Pro Shares Ultra Pro S&P 500 (UPRO) is a triple leveraged fund that seeks a 300% return on the performance of the S&P for a single day. Conversely, The Pro Shares Ultra Pro Short S&P 500 (SPXU) seeks a triple leverage or 300% return on the inverse performance of the S&P 500. If you believe, as I do, that we are setting up for a leg down on the S&P then SPXU is the best way to profit from this trade.
Singapore's former Prime Minister Lee Kuan Yew put a damper on any European hopes for an Asia-led rescue, even as China offered vague words of comfort and the eurozone's bailout fund expressed confidence in Asia's strong support.
Just hours after German Chancellor Angela Merkel and French President Nicolas Sarkozy declared that Greece's future remains in the eurozone and agreed to widen the scope of the European Financial Safety Facility, there was scant evidence that Beijing or other deep-pocketed Asian governments want to deepen their commitment.
With speculation of a Greek default causing yet another flurry of high-level meetings and turmoil on global markets, attention turned to potential help from Asia.
While there were hopes that China would be actively buying bonds from the Euro nations, Singapore, in an article in this morning’s Wall Street Journal, said that with an economy just one-60th the size of Europe's, they were in no position to rescue the Europeans by buying their bonds. Nor did they think that buying their bonds would necessarily rescue them.
The eurozone has a fundamental problem in making all member countries march to the same drummer, but you cannot expect the Greeks to march like the Germans.
The fact is that China can't purge the world of the economic crisis.
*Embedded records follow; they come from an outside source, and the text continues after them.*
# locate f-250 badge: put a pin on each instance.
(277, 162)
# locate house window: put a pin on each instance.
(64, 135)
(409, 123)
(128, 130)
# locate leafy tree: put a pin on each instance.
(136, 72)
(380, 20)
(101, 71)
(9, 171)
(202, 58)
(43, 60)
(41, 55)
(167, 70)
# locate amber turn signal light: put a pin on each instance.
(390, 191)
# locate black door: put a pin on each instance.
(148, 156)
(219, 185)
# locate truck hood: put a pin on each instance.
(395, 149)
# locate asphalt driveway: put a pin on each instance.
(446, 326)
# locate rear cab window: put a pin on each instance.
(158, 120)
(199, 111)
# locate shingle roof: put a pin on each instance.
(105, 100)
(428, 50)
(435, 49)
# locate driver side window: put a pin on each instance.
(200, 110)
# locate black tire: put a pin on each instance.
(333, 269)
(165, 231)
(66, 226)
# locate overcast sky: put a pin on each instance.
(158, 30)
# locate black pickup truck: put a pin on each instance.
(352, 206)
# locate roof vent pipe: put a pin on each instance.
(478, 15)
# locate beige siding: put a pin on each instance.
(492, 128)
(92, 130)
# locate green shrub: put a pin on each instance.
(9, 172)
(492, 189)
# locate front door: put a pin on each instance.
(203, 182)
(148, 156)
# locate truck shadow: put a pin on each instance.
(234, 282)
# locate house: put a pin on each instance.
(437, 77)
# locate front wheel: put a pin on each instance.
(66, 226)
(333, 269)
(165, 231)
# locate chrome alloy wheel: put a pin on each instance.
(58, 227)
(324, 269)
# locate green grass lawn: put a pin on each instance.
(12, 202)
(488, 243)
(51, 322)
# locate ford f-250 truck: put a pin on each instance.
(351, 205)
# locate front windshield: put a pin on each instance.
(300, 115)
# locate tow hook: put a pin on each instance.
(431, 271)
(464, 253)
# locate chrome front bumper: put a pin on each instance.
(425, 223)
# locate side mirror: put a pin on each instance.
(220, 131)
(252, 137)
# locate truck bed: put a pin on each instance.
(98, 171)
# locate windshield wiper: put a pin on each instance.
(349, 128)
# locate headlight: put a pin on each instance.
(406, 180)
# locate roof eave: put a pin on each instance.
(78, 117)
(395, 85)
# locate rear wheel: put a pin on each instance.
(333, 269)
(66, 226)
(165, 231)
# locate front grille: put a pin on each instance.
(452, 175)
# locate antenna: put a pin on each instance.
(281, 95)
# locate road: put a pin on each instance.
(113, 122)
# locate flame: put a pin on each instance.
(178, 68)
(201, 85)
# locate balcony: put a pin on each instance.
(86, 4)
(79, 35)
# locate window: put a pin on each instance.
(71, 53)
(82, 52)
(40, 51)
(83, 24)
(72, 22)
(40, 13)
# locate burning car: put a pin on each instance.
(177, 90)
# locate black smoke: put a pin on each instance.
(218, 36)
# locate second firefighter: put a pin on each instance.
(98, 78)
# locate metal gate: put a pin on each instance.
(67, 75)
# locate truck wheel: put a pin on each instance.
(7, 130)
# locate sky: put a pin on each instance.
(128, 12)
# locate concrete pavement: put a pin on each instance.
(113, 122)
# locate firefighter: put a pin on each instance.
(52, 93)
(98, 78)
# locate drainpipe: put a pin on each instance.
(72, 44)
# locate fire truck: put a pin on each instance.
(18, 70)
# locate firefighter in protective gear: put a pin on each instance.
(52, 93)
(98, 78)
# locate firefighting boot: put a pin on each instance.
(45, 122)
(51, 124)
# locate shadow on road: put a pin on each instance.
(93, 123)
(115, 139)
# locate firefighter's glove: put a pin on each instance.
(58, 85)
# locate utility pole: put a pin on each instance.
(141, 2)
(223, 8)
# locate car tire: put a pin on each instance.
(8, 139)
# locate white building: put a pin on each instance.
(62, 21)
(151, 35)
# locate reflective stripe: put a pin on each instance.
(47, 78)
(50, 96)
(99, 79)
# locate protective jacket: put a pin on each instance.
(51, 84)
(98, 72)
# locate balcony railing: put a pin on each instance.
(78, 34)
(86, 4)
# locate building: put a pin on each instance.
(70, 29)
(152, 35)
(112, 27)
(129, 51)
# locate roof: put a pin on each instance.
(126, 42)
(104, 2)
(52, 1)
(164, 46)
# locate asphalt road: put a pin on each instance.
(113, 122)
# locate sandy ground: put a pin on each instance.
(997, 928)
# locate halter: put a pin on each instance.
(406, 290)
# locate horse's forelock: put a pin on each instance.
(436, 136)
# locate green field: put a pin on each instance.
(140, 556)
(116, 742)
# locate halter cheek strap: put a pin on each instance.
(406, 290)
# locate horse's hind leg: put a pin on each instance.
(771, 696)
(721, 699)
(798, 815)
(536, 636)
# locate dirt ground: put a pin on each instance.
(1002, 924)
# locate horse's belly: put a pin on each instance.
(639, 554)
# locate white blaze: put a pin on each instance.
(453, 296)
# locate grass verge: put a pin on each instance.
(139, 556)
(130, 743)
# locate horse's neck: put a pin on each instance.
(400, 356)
Indeed, some countries have overestimated China's role in the global economy. The fear of contagion is a domino effect in which European banks with exposure to Greece, Portugal, Ireland, Italy, and Spain have come under the microscope and this has contributed to a lot of weakness of European equities and the euro. As I wrote earlier, Italy is actually a country that is too big to save.
I conclude that market investors who have firmly placed themselves on the side of believing that a Greek default is almost a sure thing are in a state of full blown denial. In my opinion, Greece has already defaulted. It’s just a matter of time.
With a break of 1258, I believe that the S&P has completed a major distributive top and with the deteriorating picture in the world equity landscape, it represents the start of a new cyclical bear market. I am sticking with my call that we are witnessing the first wave of bear market that will begin no later than early October. The macro picture is that we would see a fourth quarter rebound that would set us up for a deeper bear market that would likely last deep into 2012. Please see chart of S&P below.
click to enlarge
For those of you that read me on a regular basis, you know that I have been calling for a sell off on the S&P. Yesterday's market would lend credence that my SPXU trade is still in play as the S&P closed at 1188.88. That is 1.22 points under my resistance level of 1190.00 so today, bears are keeping a watchful eye on the S&P and SPXU.
As I have written, while my timing may have been off on this trade, if the S&P continues its rally I will continue to buy SPXU because by early October the S&P will sell off to at least 1050 / 1032 and if it breaks that support will continue lower.